Pyle, who may not be as famous as Harmon, still enjoys an audience of millions who are entertained by his work on Instagram, Facebook and other social media platforms. I, personally have been a fan of his blue beings for years and their often sober and philosophical discussions about life and finding meaning in their existence.
They are like us, only more honest and more connected to their feelings. Pyle’s characters are odd and endearing in any number of ways, from their speech habits to their method of describing tools, technologies, and even their pets. “Respect the death blades,” is one of the directives they give to a child when teaching about cat care, for example.

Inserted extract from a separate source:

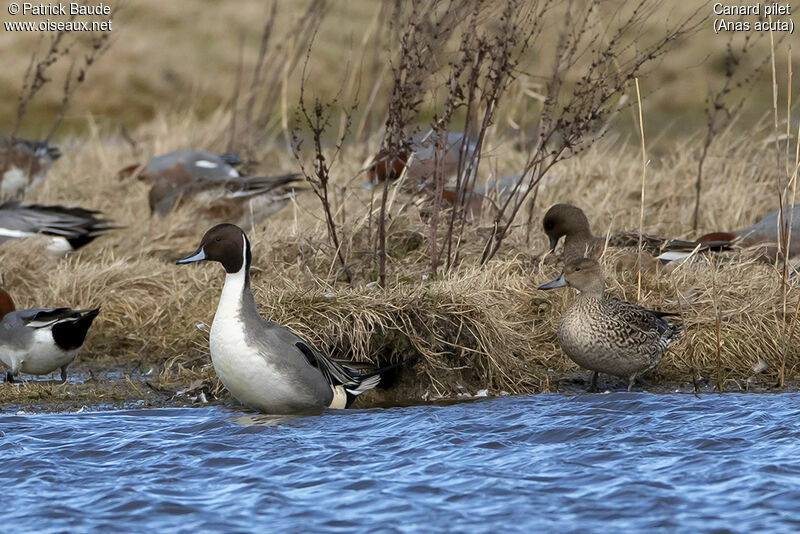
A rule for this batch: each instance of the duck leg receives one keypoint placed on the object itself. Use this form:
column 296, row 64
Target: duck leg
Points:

One of the more unusual aspects of the Strange Planet series of comics is the fact none of the characters appear to have names. Since their adventures tended to only have four panels, we are often right in the middle of the event and names aren’t necessary to get to the heart of whatever they are talking about. I am unclear how this will be addressed in the series but if the show takes the same format as the comics, it may not matter, since it is likely to be a skit-related affair where the same voices will be used for multiple characters.
One of the things I like best about Strange World is the redefinition of common items with more honest and direct names. Coffee is dubbed “jitter liquid” and social drinking is defined as using a “mild poison” for personal fulfillment. Both statements are true, but for the people of Strange Planet, it is important to note this for clarity and awkwardness’ sake.
I find the Blue Beings refreshingly honest, seeking connection with their fellows, and looking to know themselves better, which I suspect this is part of their widespread appeal among the readers of the comics. This is quite a difference from the self-absorption, narcissism and psychological dysfunction of Harmon’s other famous project.
Can the television series capture the eclectic and ironic nature of Strange Planet’s blue beings? It would appear AppleTV+ certainly thinks so, having a star studded lineup of vocal talent, including Tunde Adebimpe, Demi Adejuyigbe, Lori Tan Chinn, Danny Pudi and Hannah Einbinder. “Strange Planet” is co-created and executive produced by Emmy Award winner Dan Harmon and New York Times bestselling author Nathan W. Pyle. “Strange Planet” is produced by Apple Studios and ShadowMachine.